Buradan benim çıkardığım sonuç şudur: Ekonomik teklif (“ben sana daha çok para vereceğim sen de bana oy ver”), ideolojik şirinlik (“ama ben de senin değerlerini paylaşıyorum”) bu çekirdek seçmenin AKP’yi terk ederek, başka bir partiye oy vermesin sağlayamaz.

Birincisi, yukarda değindiğim gibi, AKP bu ekonomik teklifi hemen kolaylıkla benimseyebilir (adamakla mal tükenmez) “ben de veriyorum” diyerek bu “avantaji” muhalefetin elinden alabilir. İkincisi, “ben de sizin değerleriniz benimsiyorum” diyen bir muhalefet, arzunun öznellik üretme sürecine katılmış, desteklemiş AKP’nin çekirdek tabanını konsolide etmiş olur.
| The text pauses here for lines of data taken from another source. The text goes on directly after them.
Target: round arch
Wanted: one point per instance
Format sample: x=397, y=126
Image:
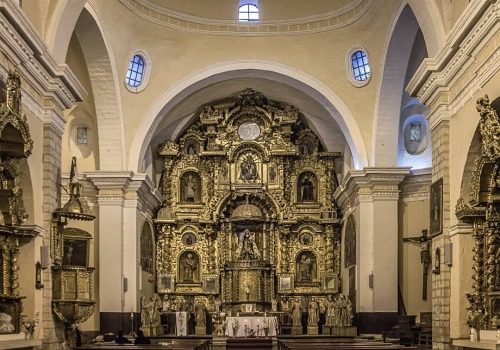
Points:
x=60, y=26
x=274, y=71
x=429, y=20
x=387, y=110
x=103, y=77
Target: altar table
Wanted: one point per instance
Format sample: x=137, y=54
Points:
x=251, y=322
Eğer bu saptamalarımda bir gerçeklik payı varsa, bu arzu ve nesnesi hedef alınmadan, ya da bu seçmen bir nedenle oluşan bir travma sonucunda bu arzuyu kaybetmeden, AKP’nin çekirdek tabanı muhalefetin etkisine kapalı kalmaya devam edecektir.
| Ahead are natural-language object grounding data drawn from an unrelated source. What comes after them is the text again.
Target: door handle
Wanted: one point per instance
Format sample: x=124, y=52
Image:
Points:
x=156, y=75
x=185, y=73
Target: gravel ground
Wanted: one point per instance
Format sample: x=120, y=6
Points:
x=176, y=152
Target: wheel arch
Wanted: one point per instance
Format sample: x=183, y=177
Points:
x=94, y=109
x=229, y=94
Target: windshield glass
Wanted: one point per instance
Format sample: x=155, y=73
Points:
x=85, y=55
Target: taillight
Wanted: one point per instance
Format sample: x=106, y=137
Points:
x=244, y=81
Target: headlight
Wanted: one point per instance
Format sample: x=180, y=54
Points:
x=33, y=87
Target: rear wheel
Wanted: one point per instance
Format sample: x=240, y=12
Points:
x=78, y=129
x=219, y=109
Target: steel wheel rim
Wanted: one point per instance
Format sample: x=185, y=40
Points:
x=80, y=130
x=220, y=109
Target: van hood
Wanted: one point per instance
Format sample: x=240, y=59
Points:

Bu tıkanıklığa karşılık, AKP’nin temsil ettiği hareket ve blok karşısında CHP’nin de saptadığı gibi yüzde 60’lara ulaşan hatta, belli bir momentum oluştuğunda daha da genişleyebilecek bir seçmen kitlesi var. Ekonomik talepleri unutmayan, ama, özellikle toplumsal hakların ve özgürlüklerin genişlemesini arzulayan, bu arzunun önündeki MIT yasası, Basın yasası İç Güvenlik yasası, sendikalar yasaları gibi engelleri teşhir eden sorgulayan, iktidarı amaçlayan, barış sorununda HDP’ye destek veren bir kampanya bir başarı şansına sahip olacaktır.
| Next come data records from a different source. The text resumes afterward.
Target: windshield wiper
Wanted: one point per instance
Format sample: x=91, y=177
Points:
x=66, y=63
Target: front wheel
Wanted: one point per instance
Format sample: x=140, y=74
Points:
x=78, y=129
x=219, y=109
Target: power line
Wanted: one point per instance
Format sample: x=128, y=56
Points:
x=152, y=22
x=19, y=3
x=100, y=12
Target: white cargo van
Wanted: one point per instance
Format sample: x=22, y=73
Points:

Bir daha vurgulayayım: Bu kampanyayı da mutlaka, AKP liderliği ile tabanı arasındaki “arzu” ilişkisini çözmeyi amaçlayan bir eleştiri, teşhir söylemiyle desteklemek gerekir. Aksi taktirde AKP kendiliğinden zayıflamakta olsa bile kurduğu kültürel alan hakimiyeti, bu “arzu” ilişkisi, onu, birinci parti konumunda tutmaya daha uzun bir süre devam edebilir.